That sucks, just got hit with some wind the night before last, it knocked over 2 over my tall props, luckily i can get them back up eaisly, but its still a little windy today, so I plan on putting them back up tomorrow.


----------



## Stratusfear02 (Oct 1, 2006)

Yeah were getting the tail end of this thing here in Baltimore area tonight into WEDs. I did have one of my 12X20ft tents i use flipped over on saturday when that strom rolled in. Minor damage. 40+ gusts tonight got my fingers crossed. Just makes it hard to to put props in the tents walls aren't finished... Looks like Thursday will be a Blitzkrieg on getting everything ready for Fri......GOOD LUCK ALL!!!!


----------



## Front Yard Fright (Dec 23, 2005)

I took a look at the damage and most of it should be an easy fix. I have to buy two more spot light holders and two more flood lights... there goes 20 bucks. The roof in the house caved in... Again. So I have to get that figured out... And on my clown head almost all the tarps got ripped up pretty bad so I'll have to probably replace thoughs too.

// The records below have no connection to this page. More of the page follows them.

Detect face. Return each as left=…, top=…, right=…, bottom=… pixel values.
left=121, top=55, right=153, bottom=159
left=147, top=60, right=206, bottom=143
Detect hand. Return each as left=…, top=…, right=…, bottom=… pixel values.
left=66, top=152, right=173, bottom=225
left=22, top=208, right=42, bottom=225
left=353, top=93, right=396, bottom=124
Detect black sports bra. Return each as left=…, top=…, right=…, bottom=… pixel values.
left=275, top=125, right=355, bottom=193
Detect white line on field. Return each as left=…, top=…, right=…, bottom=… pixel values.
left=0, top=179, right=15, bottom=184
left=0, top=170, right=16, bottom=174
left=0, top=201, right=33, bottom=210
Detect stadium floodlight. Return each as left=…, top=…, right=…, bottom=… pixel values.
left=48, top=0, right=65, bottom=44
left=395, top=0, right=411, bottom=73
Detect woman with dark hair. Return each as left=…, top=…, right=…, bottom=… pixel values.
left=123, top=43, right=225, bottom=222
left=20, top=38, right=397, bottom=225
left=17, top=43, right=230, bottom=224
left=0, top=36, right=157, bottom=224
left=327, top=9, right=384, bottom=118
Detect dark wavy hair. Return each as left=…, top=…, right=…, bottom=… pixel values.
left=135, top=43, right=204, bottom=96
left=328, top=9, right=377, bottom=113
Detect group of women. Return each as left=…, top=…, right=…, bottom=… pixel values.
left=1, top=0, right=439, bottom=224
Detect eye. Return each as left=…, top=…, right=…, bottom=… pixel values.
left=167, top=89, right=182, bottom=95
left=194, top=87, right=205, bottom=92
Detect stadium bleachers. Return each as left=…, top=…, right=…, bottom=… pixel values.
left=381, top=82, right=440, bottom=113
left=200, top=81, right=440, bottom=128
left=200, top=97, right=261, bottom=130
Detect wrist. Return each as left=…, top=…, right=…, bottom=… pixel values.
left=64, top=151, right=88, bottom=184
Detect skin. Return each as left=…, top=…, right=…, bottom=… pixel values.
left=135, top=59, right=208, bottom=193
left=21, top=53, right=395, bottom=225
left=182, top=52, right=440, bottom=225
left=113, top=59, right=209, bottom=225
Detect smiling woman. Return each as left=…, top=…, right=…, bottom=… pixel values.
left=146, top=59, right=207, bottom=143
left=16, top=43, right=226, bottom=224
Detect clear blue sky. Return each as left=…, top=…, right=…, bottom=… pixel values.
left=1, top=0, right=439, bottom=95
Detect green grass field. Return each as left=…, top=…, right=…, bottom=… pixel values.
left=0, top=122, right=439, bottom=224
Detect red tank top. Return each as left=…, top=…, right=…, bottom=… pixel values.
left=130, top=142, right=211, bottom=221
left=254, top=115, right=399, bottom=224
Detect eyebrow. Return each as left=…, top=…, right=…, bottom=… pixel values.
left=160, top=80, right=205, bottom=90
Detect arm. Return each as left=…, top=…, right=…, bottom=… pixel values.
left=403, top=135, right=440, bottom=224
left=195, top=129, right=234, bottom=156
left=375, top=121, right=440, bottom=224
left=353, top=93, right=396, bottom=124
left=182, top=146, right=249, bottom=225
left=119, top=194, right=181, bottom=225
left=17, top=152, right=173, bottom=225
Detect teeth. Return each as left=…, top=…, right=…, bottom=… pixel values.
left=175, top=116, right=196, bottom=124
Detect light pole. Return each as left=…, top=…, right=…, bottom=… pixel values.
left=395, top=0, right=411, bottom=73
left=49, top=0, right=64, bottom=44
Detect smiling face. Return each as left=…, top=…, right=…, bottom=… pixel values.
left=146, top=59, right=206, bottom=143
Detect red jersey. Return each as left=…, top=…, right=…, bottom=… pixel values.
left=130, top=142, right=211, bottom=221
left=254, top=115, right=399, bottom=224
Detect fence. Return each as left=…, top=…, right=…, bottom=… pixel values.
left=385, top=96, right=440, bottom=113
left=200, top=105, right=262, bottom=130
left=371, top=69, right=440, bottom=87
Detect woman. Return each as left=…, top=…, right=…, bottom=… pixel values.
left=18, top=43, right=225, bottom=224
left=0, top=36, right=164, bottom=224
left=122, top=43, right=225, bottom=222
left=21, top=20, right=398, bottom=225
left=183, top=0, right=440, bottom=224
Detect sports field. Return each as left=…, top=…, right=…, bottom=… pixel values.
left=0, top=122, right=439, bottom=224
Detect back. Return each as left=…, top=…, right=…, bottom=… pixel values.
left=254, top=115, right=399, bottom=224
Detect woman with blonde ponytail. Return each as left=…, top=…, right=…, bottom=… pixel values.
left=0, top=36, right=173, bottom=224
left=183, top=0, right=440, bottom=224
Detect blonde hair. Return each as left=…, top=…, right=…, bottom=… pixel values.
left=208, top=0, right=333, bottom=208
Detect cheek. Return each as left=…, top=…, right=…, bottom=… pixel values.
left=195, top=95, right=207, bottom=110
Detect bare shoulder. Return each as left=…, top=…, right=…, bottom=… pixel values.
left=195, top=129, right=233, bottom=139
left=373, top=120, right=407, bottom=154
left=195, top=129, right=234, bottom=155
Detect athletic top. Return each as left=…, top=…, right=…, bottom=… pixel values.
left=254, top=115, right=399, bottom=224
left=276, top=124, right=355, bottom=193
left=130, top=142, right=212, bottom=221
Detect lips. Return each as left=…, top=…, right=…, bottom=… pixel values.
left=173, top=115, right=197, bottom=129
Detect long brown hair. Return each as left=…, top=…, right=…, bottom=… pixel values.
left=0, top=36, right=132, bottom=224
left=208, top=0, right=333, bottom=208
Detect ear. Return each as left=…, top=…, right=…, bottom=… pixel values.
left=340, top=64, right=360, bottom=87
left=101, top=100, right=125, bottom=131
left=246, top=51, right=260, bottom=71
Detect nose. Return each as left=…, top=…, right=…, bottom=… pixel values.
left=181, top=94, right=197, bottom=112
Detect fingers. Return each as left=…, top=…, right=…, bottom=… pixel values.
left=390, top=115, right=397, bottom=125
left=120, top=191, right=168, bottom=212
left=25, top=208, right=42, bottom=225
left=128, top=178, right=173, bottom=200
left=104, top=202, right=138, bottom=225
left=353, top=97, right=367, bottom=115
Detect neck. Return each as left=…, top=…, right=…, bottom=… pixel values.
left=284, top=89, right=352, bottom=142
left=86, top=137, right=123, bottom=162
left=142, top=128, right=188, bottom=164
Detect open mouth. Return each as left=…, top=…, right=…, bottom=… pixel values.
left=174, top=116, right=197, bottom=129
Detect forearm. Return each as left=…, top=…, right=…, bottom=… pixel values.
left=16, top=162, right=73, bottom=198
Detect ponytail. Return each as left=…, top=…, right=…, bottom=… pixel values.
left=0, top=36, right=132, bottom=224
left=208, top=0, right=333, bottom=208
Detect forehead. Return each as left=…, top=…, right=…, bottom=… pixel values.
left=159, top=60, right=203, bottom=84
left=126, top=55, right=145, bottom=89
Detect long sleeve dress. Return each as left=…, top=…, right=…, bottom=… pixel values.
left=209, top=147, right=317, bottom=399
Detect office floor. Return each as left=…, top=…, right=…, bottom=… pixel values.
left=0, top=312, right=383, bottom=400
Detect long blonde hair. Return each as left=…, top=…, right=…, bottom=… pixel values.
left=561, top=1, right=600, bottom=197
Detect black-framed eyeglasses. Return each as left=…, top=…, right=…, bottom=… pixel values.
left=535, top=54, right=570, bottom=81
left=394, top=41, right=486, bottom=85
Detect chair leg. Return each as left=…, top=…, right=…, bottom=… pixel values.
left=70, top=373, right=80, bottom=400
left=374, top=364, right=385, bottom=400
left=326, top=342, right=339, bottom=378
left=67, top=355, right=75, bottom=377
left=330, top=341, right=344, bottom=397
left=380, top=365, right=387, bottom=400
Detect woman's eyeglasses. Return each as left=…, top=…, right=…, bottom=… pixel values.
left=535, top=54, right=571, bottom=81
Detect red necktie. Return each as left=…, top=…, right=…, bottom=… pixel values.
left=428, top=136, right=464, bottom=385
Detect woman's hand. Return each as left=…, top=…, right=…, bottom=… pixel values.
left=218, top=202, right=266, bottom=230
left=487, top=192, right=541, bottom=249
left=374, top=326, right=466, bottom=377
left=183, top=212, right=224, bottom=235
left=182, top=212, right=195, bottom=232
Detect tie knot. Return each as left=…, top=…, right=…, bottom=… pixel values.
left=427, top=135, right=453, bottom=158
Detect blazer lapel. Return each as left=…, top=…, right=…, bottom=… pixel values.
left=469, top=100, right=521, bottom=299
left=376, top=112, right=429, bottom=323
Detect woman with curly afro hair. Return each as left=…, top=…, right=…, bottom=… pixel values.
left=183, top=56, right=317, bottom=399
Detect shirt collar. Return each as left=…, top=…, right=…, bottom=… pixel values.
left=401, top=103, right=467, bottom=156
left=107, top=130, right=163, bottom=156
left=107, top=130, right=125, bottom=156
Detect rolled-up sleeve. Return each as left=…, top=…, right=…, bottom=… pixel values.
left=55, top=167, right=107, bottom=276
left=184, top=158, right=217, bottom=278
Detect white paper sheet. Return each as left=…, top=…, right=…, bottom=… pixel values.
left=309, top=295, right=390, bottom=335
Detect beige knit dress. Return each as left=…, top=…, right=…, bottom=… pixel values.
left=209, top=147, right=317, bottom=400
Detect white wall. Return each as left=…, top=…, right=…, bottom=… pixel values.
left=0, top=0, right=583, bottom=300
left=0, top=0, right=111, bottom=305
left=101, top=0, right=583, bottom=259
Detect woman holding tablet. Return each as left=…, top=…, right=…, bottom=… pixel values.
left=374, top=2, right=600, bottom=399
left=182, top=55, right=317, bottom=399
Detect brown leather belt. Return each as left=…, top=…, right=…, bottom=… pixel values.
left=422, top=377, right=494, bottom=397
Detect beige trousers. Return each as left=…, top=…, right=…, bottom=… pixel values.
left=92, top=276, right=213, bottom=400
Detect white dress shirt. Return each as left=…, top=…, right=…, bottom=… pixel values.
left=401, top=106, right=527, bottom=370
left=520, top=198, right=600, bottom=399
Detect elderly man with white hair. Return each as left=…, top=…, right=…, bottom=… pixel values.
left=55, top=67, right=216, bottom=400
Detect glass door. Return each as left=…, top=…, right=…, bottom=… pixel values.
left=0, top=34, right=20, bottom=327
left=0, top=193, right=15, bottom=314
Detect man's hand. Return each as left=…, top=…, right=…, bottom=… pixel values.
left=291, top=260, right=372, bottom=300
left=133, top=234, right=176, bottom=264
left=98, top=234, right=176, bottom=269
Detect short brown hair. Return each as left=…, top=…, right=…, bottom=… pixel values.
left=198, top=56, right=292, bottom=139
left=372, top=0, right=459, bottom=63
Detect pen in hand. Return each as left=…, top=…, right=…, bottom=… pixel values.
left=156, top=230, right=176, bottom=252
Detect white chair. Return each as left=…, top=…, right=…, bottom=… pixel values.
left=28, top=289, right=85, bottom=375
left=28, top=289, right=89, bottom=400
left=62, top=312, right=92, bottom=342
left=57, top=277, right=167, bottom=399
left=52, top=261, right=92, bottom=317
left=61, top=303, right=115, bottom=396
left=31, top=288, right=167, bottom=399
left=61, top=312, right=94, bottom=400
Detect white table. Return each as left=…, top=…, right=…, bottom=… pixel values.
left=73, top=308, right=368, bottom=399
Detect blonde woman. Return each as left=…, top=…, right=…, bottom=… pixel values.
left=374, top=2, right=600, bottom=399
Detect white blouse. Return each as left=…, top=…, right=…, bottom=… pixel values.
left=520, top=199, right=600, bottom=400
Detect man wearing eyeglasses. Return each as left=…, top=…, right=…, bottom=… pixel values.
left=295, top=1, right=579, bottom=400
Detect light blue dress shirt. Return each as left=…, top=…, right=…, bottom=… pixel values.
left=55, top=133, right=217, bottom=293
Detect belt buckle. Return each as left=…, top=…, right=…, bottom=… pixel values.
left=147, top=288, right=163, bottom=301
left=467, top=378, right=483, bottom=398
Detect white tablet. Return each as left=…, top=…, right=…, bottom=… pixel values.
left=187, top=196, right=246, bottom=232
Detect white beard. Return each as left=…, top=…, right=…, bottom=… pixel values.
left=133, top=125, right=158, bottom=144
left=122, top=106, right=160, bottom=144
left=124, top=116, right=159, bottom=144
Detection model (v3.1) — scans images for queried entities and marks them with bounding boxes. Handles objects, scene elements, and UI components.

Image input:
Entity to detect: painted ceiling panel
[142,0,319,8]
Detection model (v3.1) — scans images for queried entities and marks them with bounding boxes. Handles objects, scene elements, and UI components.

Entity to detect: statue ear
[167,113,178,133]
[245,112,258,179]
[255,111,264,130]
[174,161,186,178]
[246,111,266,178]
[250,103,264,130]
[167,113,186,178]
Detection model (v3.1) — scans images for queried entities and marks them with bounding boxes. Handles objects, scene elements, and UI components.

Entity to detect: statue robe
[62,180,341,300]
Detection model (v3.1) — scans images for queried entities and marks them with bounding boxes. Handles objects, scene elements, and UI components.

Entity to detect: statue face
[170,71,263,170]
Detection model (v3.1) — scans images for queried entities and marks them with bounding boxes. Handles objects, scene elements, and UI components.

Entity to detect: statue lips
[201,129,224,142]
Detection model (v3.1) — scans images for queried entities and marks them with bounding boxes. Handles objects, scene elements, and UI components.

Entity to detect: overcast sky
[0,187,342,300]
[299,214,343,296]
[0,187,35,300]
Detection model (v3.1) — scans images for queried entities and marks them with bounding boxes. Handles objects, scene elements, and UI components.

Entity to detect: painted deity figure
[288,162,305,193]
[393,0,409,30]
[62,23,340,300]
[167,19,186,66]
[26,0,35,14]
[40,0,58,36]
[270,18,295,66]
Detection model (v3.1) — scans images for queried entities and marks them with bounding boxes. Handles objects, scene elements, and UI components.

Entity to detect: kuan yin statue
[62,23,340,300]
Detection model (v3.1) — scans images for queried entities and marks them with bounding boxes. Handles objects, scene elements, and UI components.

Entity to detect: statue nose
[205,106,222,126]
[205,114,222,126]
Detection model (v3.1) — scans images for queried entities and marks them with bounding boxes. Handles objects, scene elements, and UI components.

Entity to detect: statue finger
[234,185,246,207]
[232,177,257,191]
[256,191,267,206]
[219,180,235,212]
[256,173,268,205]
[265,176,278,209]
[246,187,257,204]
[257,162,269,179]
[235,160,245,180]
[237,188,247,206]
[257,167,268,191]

All it all it could have been worse... It's just that fact that I only have two days left and I have to spend more money that ticks me off!
:jol:.


----------



## Zombie-F (Apr 12, 2004)

It was windy here last night again and is windy again today. It's _supposed_ to be over today and be nice between now and Halloween. I hope they're right.

I had to put my mausoleum facade back together this morning. The wall panels had blown all over the graveyard. Fun! not


----------



## KINGS CRYPT (Mar 22, 2009)

The same thing happened to me and all of my columns and fence fell down two days before halloween.The pvc fence cracked in several places but some black ducktape solved the problem.I was so ticked off because I'd spent so much time on making the darn things.


----------



## HauntDaddy (Apr 14, 2009)

Does home owners insurance cover property


----------



## Frankie-s Girl (Apr 5, 2009)

Technically it should, but making a claim for your Halloween props would be difficult to prove cost...



HauntDaddy said:


> Does home owners insurance cover property


----------